– Даже такой разбойник, как наш Джейми. – Катриона улыбнулась. – Он не такой уж плохой. Джейми рассказывал о своей дуэли в Лондоне. Ты обидела его, оскорбила его гордость. Но боюсь, дело не только в гордости.
– Да. Иногда даже у нас едва не доходило до драки.
Катриона перекатилась на спину и устремила взгляд на высокий сводчатый потолок.
– Меня не волнуют ваши стычки, раз ты любишь его. – Она улыбнулась. – Мы с Робом деремся, как два диких кота, оказавшихся в одном мешке, но я люблю его, а он любит меня. – Она повернула голову и посмотрела на Саммер. – Поцелуи и занятия любовью – самое лучшее, что есть в этих ссорах.
– Не думаю, что в случае со мной и Джейми это сработает.
– Любовь может разрешить любую проблему, – уверенно произнесла Катриона. – Если ее достаточно.
Тут уж у Саммер не нашлось слов, чтобы возразить что-либо.
Комната, отведенная Саммер, была пуста, а это значило, что у нее появилось много времени для размышлений. Она думала о словах Катрионы и о виконте.
Защищаясь от него, она выстроила стену из лжи, но стена начала осыпаться. Камень за камнем, ложь за ложью – ее защитный барьер рушился, и, когда он исчезнет окончательно, Саммер останется одна наедине с правдой. Это соседство будет невыносимым.
Джеймс раскроет ее секрет.

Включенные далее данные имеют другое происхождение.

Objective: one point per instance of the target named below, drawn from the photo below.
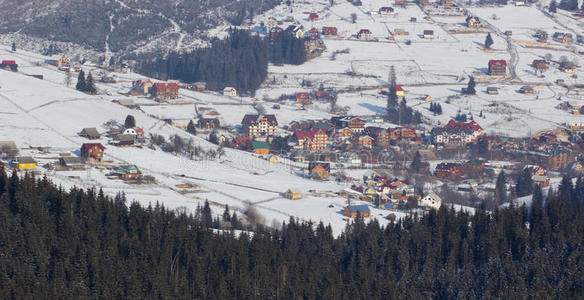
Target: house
(8, 149)
(399, 91)
(25, 163)
(259, 125)
(457, 133)
(386, 10)
(380, 135)
(208, 123)
(127, 172)
(90, 133)
(313, 139)
(135, 131)
(124, 140)
(259, 147)
(319, 170)
(329, 31)
(9, 65)
(431, 201)
(539, 64)
(491, 90)
(302, 97)
(293, 194)
(230, 91)
(199, 86)
(366, 141)
(364, 35)
(473, 22)
(428, 34)
(526, 89)
(92, 152)
(542, 181)
(162, 91)
(356, 125)
(352, 211)
(497, 67)
(449, 170)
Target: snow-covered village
(292, 149)
(399, 107)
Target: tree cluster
(82, 244)
(86, 85)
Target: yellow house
(293, 194)
(26, 163)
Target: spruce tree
(81, 82)
(90, 85)
(191, 128)
(489, 41)
(470, 89)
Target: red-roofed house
(364, 35)
(9, 65)
(92, 151)
(329, 30)
(302, 97)
(497, 67)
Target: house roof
(90, 132)
(260, 145)
(358, 208)
(88, 146)
(25, 160)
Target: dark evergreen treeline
(240, 61)
(77, 245)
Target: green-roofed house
(260, 147)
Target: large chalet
(457, 133)
(259, 125)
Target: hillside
(126, 26)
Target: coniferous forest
(76, 244)
(240, 61)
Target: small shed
(293, 194)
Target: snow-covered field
(46, 112)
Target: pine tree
(81, 82)
(471, 87)
(90, 85)
(416, 164)
(489, 41)
(191, 128)
(553, 8)
(130, 121)
(500, 189)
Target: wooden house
(365, 35)
(90, 133)
(230, 91)
(497, 67)
(293, 194)
(9, 65)
(92, 152)
(302, 97)
(127, 172)
(329, 30)
(259, 147)
(208, 123)
(25, 163)
(352, 211)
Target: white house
(431, 201)
(230, 91)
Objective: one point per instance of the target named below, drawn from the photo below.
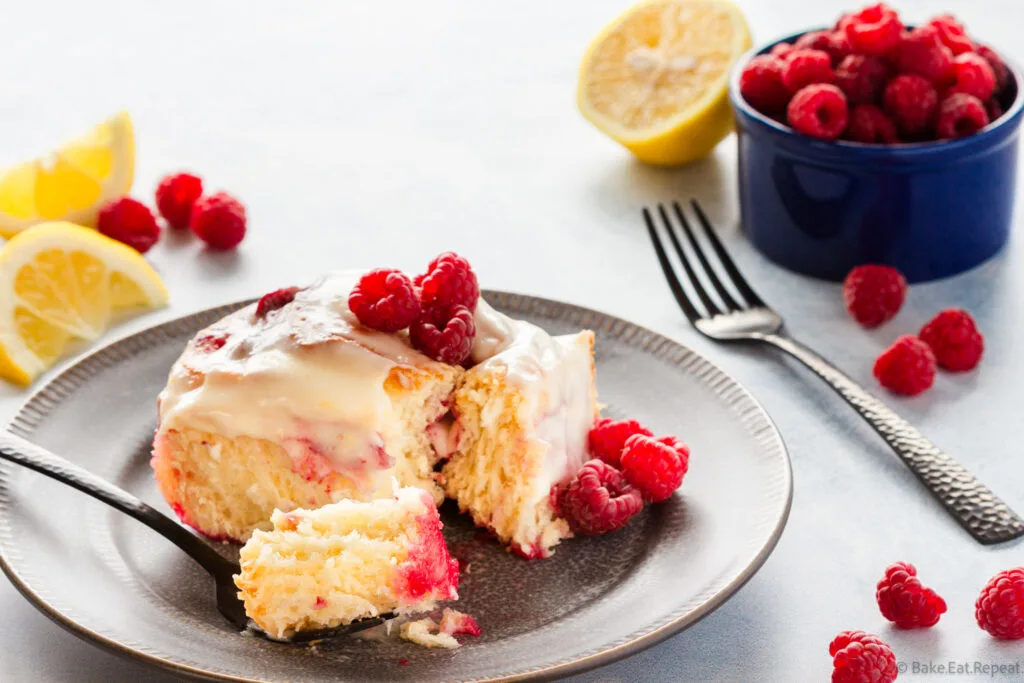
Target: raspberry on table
(922, 52)
(906, 368)
(904, 601)
(875, 30)
(971, 74)
(384, 299)
(607, 437)
(862, 78)
(653, 467)
(275, 300)
(999, 608)
(444, 334)
(806, 67)
(818, 111)
(130, 222)
(912, 102)
(449, 282)
(598, 500)
(873, 294)
(761, 84)
(861, 657)
(176, 195)
(219, 220)
(954, 339)
(869, 124)
(960, 115)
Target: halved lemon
(61, 283)
(73, 182)
(656, 79)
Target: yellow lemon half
(73, 182)
(656, 79)
(59, 284)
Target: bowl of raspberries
(878, 141)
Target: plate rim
(586, 662)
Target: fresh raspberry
(873, 294)
(875, 30)
(607, 437)
(862, 78)
(130, 222)
(384, 299)
(906, 368)
(954, 340)
(176, 195)
(999, 608)
(274, 300)
(761, 84)
(869, 124)
(960, 115)
(911, 101)
(806, 67)
(449, 282)
(861, 657)
(818, 111)
(833, 42)
(951, 34)
(904, 601)
(444, 334)
(999, 68)
(219, 220)
(653, 467)
(598, 500)
(971, 74)
(921, 51)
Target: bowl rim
(994, 131)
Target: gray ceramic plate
(113, 582)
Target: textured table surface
(364, 134)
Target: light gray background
(382, 133)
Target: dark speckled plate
(113, 582)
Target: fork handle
(977, 509)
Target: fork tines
(741, 296)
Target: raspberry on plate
(444, 334)
(861, 657)
(598, 500)
(607, 437)
(906, 368)
(869, 124)
(971, 74)
(653, 467)
(960, 115)
(875, 30)
(449, 282)
(384, 299)
(999, 608)
(904, 601)
(130, 222)
(806, 67)
(873, 294)
(911, 101)
(818, 111)
(862, 78)
(176, 195)
(219, 220)
(761, 84)
(954, 340)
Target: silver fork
(977, 509)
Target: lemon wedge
(656, 79)
(73, 182)
(60, 284)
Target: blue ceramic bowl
(929, 209)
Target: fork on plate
(740, 315)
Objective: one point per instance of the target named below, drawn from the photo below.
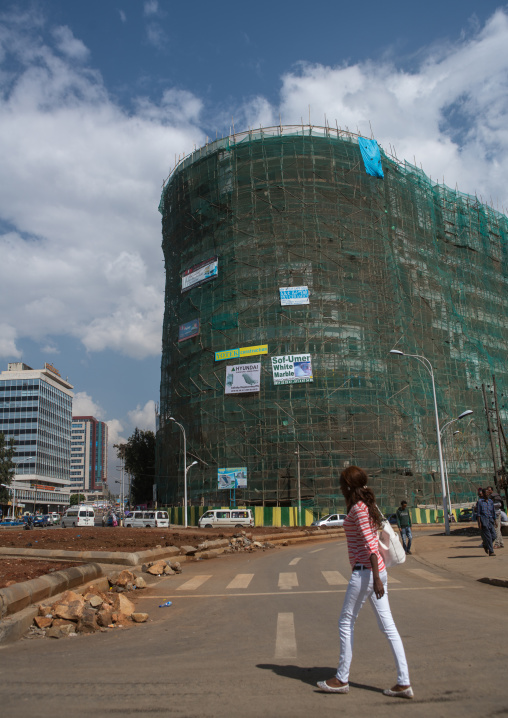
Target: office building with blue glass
(36, 411)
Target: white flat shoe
(406, 693)
(332, 689)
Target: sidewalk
(461, 554)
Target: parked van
(147, 519)
(226, 517)
(78, 516)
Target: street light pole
(185, 469)
(22, 461)
(428, 366)
(297, 452)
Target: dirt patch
(14, 570)
(119, 539)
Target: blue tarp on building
(371, 157)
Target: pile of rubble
(162, 568)
(73, 613)
(242, 542)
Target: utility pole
(489, 425)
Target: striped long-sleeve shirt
(361, 535)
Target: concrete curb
(116, 557)
(21, 595)
(17, 599)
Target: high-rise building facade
(36, 411)
(291, 274)
(89, 454)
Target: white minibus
(78, 516)
(226, 517)
(147, 519)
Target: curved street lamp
(428, 366)
(186, 468)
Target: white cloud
(143, 417)
(69, 45)
(451, 113)
(115, 431)
(81, 181)
(8, 346)
(151, 7)
(84, 405)
(81, 176)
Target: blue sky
(97, 98)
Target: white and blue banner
(293, 295)
(232, 478)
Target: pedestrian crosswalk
(290, 581)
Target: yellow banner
(242, 352)
(253, 351)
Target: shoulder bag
(390, 546)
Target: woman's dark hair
(353, 483)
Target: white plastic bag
(390, 546)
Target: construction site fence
(288, 515)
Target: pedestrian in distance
(403, 516)
(498, 507)
(368, 581)
(487, 522)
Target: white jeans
(359, 589)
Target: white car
(331, 521)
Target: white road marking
(427, 575)
(193, 584)
(334, 578)
(298, 593)
(285, 642)
(241, 580)
(287, 581)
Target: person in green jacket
(403, 516)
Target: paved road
(250, 636)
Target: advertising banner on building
(232, 478)
(202, 272)
(242, 352)
(292, 369)
(188, 330)
(243, 378)
(293, 295)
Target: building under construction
(291, 272)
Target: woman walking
(368, 580)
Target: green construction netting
(398, 262)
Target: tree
(138, 455)
(7, 466)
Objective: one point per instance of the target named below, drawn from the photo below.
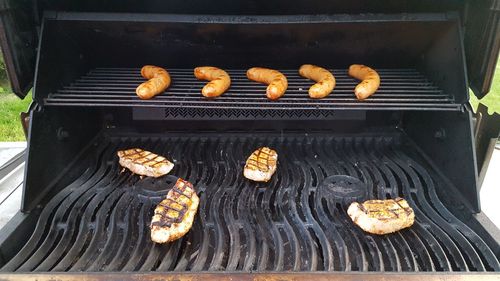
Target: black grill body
(413, 139)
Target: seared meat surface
(261, 164)
(174, 216)
(382, 216)
(144, 163)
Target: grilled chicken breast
(144, 163)
(174, 215)
(261, 165)
(382, 216)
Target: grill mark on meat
(260, 160)
(177, 196)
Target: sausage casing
(325, 82)
(370, 80)
(158, 82)
(219, 80)
(277, 83)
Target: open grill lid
(19, 26)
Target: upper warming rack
(401, 89)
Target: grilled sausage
(174, 215)
(382, 216)
(158, 82)
(325, 80)
(370, 80)
(219, 80)
(276, 80)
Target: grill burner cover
(344, 189)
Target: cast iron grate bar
(296, 222)
(404, 89)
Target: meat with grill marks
(144, 163)
(261, 164)
(174, 216)
(382, 216)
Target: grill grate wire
(401, 89)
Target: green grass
(10, 124)
(492, 100)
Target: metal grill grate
(401, 89)
(296, 222)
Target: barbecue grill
(81, 216)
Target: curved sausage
(219, 80)
(276, 80)
(370, 83)
(158, 82)
(325, 80)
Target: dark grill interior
(401, 89)
(296, 222)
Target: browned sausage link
(370, 80)
(325, 80)
(158, 82)
(219, 80)
(276, 80)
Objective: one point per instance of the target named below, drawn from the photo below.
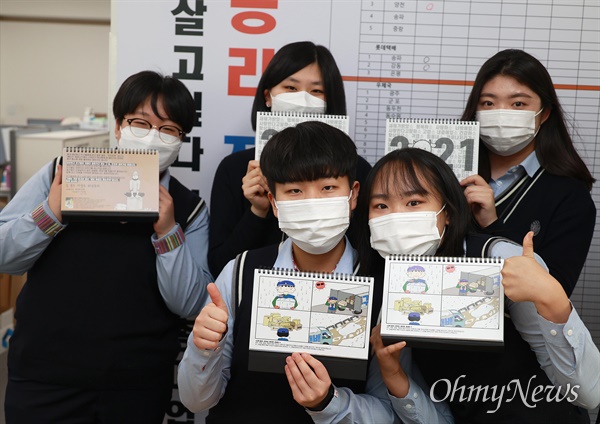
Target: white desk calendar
(440, 301)
(326, 315)
(456, 142)
(270, 123)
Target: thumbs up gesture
(210, 325)
(525, 280)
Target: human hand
(525, 280)
(55, 194)
(255, 188)
(210, 325)
(480, 197)
(308, 379)
(166, 213)
(388, 357)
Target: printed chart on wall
(399, 59)
(418, 59)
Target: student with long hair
(530, 174)
(412, 204)
(301, 77)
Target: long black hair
(554, 148)
(419, 171)
(290, 59)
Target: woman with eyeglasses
(98, 320)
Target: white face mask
(506, 132)
(315, 225)
(406, 233)
(167, 153)
(299, 101)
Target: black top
(233, 227)
(561, 212)
(91, 314)
(266, 397)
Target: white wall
(53, 70)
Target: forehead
(506, 86)
(318, 184)
(310, 73)
(394, 180)
(144, 109)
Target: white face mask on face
(406, 233)
(315, 225)
(299, 101)
(506, 132)
(167, 153)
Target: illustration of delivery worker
(134, 184)
(285, 299)
(331, 304)
(415, 284)
(462, 286)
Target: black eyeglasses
(168, 134)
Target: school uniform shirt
(182, 271)
(203, 375)
(565, 352)
(560, 211)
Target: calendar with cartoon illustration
(109, 184)
(270, 123)
(436, 301)
(455, 142)
(326, 315)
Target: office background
(401, 59)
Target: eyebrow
(294, 80)
(512, 96)
(403, 195)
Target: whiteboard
(399, 59)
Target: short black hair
(290, 59)
(176, 98)
(408, 168)
(307, 152)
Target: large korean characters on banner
(219, 50)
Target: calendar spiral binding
(110, 150)
(316, 275)
(316, 116)
(444, 259)
(430, 121)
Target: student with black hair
(310, 171)
(301, 77)
(530, 174)
(412, 204)
(97, 323)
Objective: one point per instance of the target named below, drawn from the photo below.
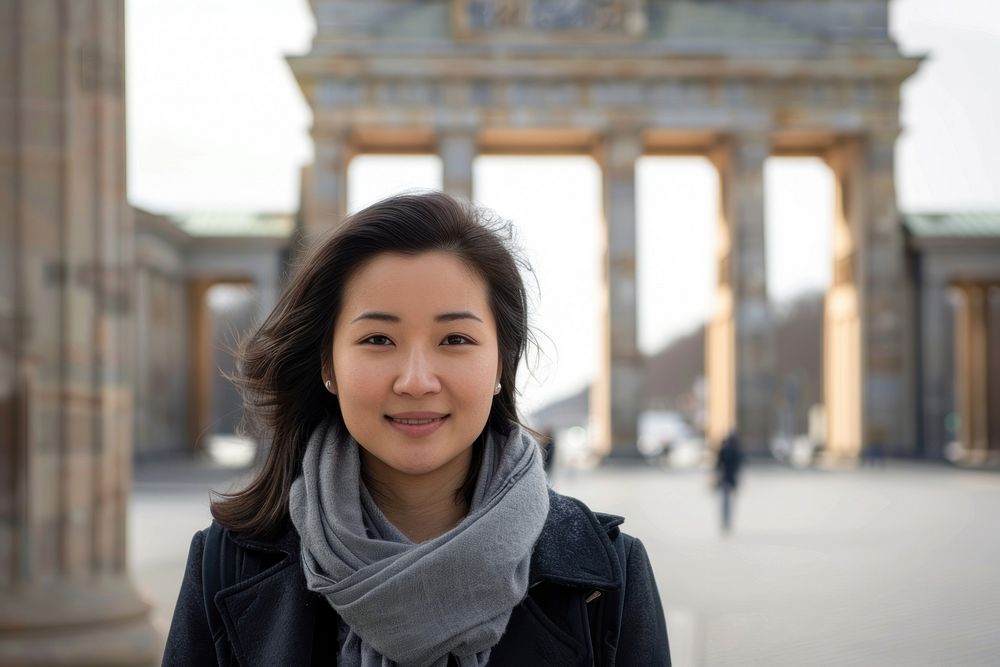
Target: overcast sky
(216, 122)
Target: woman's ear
(329, 381)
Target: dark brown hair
(280, 365)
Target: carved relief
(625, 17)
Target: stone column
(325, 191)
(616, 397)
(842, 315)
(740, 341)
(886, 335)
(65, 332)
(937, 361)
(972, 363)
(458, 149)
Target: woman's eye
(377, 339)
(456, 339)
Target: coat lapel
(270, 617)
(574, 548)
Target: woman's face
(415, 362)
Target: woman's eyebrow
(389, 317)
(461, 315)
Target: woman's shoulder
(577, 546)
(569, 513)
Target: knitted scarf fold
(416, 604)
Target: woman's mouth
(416, 425)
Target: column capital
(620, 148)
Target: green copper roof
(278, 225)
(970, 224)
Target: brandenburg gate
(734, 80)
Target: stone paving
(899, 566)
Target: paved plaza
(894, 566)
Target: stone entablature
(693, 25)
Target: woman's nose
(417, 376)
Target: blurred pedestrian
(727, 472)
(547, 440)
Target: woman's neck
(422, 507)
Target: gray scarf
(416, 604)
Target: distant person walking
(727, 471)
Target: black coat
(273, 619)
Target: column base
(75, 624)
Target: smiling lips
(416, 423)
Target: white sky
(216, 121)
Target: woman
(402, 514)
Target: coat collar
(574, 549)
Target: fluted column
(616, 397)
(457, 149)
(972, 364)
(325, 191)
(842, 390)
(740, 345)
(66, 311)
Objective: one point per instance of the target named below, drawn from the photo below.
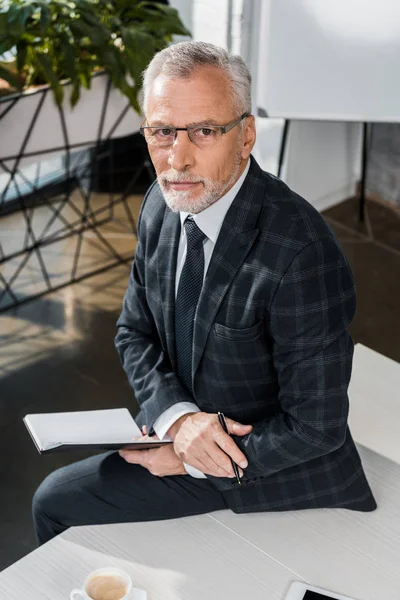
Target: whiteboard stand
(283, 146)
(366, 138)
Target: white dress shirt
(210, 222)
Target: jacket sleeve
(147, 366)
(312, 352)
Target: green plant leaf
(12, 78)
(45, 64)
(45, 18)
(6, 44)
(21, 55)
(76, 92)
(71, 39)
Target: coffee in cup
(104, 584)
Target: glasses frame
(223, 128)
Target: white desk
(374, 394)
(238, 557)
(226, 556)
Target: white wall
(322, 161)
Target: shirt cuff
(172, 414)
(193, 472)
(167, 419)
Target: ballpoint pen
(221, 419)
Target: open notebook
(110, 429)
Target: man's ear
(249, 136)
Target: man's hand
(201, 442)
(158, 461)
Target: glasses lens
(204, 136)
(159, 136)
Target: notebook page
(83, 427)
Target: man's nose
(182, 153)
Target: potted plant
(71, 70)
(68, 48)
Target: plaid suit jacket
(270, 344)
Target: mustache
(181, 178)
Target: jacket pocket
(249, 334)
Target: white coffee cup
(106, 572)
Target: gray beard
(213, 191)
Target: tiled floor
(57, 352)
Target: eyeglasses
(203, 135)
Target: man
(238, 301)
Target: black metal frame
(74, 181)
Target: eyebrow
(193, 124)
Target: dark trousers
(106, 489)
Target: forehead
(206, 95)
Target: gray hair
(182, 60)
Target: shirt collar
(210, 219)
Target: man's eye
(205, 132)
(165, 132)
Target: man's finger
(135, 457)
(236, 428)
(227, 445)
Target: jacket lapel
(237, 236)
(166, 266)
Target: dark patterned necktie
(189, 288)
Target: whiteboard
(330, 60)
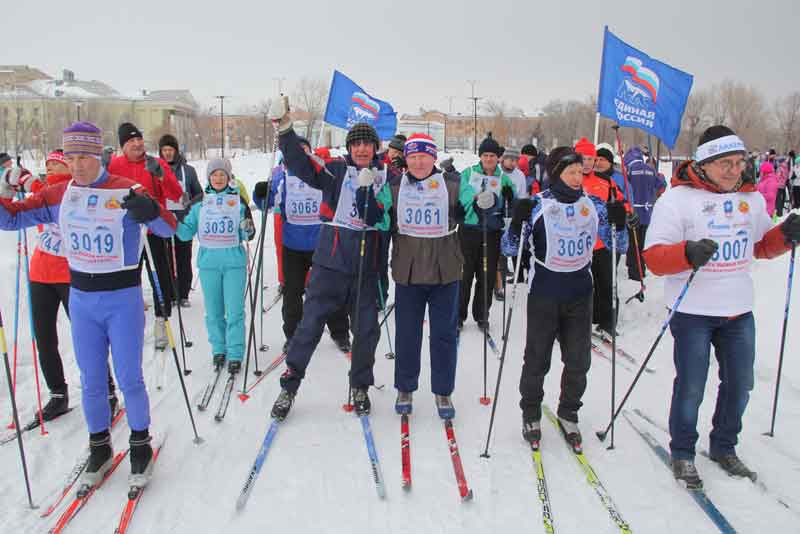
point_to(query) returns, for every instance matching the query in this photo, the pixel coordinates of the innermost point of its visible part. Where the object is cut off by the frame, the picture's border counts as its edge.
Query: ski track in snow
(317, 475)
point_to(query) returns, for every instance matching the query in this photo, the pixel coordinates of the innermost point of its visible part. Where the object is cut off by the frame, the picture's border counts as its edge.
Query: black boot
(57, 405)
(141, 454)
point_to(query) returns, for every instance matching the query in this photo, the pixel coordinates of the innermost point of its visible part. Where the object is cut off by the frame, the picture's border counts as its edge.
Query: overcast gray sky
(412, 54)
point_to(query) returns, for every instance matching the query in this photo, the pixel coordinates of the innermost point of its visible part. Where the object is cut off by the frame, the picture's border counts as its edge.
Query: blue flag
(641, 92)
(348, 104)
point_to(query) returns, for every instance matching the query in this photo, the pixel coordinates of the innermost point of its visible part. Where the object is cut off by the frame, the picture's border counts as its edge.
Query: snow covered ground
(317, 477)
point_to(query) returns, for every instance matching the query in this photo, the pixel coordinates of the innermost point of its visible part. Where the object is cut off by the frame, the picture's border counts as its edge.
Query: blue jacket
(216, 258)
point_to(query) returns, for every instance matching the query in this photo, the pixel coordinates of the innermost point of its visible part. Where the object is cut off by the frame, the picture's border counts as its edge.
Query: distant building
(35, 108)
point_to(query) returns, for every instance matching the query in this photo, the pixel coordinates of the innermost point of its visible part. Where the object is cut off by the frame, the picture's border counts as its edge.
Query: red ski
(405, 451)
(134, 494)
(83, 495)
(463, 489)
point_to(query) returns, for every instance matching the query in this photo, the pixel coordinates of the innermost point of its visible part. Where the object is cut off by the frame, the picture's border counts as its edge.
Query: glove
(399, 162)
(366, 177)
(508, 193)
(616, 214)
(699, 252)
(141, 208)
(261, 190)
(153, 167)
(522, 213)
(791, 228)
(484, 200)
(447, 165)
(279, 114)
(248, 226)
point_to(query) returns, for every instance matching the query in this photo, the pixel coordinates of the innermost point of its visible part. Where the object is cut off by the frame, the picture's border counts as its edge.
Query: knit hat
(57, 156)
(217, 164)
(83, 138)
(128, 131)
(585, 148)
(489, 145)
(398, 142)
(717, 142)
(420, 143)
(559, 159)
(362, 132)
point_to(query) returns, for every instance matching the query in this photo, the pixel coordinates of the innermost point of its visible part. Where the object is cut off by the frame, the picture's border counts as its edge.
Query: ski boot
(734, 466)
(141, 458)
(57, 405)
(445, 406)
(403, 403)
(101, 457)
(283, 404)
(685, 471)
(532, 431)
(361, 400)
(571, 434)
(160, 333)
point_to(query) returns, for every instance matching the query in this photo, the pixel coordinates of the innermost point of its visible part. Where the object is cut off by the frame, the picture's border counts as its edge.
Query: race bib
(422, 207)
(302, 202)
(91, 226)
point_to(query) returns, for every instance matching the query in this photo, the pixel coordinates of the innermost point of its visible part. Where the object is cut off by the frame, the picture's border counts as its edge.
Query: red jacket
(161, 190)
(48, 268)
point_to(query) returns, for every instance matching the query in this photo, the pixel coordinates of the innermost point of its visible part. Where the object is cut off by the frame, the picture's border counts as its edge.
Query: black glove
(791, 228)
(141, 208)
(633, 220)
(152, 166)
(616, 214)
(522, 213)
(261, 190)
(699, 252)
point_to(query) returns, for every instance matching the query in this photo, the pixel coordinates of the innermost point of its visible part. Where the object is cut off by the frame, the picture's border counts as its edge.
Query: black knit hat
(490, 145)
(128, 131)
(362, 132)
(398, 142)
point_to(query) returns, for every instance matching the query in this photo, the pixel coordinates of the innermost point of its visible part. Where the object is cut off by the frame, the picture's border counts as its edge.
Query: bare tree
(311, 96)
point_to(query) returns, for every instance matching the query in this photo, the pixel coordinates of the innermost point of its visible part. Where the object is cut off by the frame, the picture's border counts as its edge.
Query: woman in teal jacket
(222, 221)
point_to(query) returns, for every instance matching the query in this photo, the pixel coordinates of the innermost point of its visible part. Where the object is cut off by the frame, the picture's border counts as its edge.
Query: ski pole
(601, 435)
(506, 330)
(43, 432)
(771, 432)
(170, 338)
(484, 399)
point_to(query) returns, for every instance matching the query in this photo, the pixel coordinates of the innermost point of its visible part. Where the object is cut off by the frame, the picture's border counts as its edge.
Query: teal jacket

Нет, не тот, который касался ее имени, – все это уже ему известно. Он поймет, что его пленница любит его, и вынести этого она не сможет.
Сцепив пальцы, Саммер с трудом подавила приступ боли в сердце, вызванной этой мыслью. Гарт Киннисон отверг ее, оставив с ощущением унижения, боли, незащищенности и уязвимости. Зато теперь Саммер знала, что даже не любила его. Во всяком случае, не так, как Джеймса.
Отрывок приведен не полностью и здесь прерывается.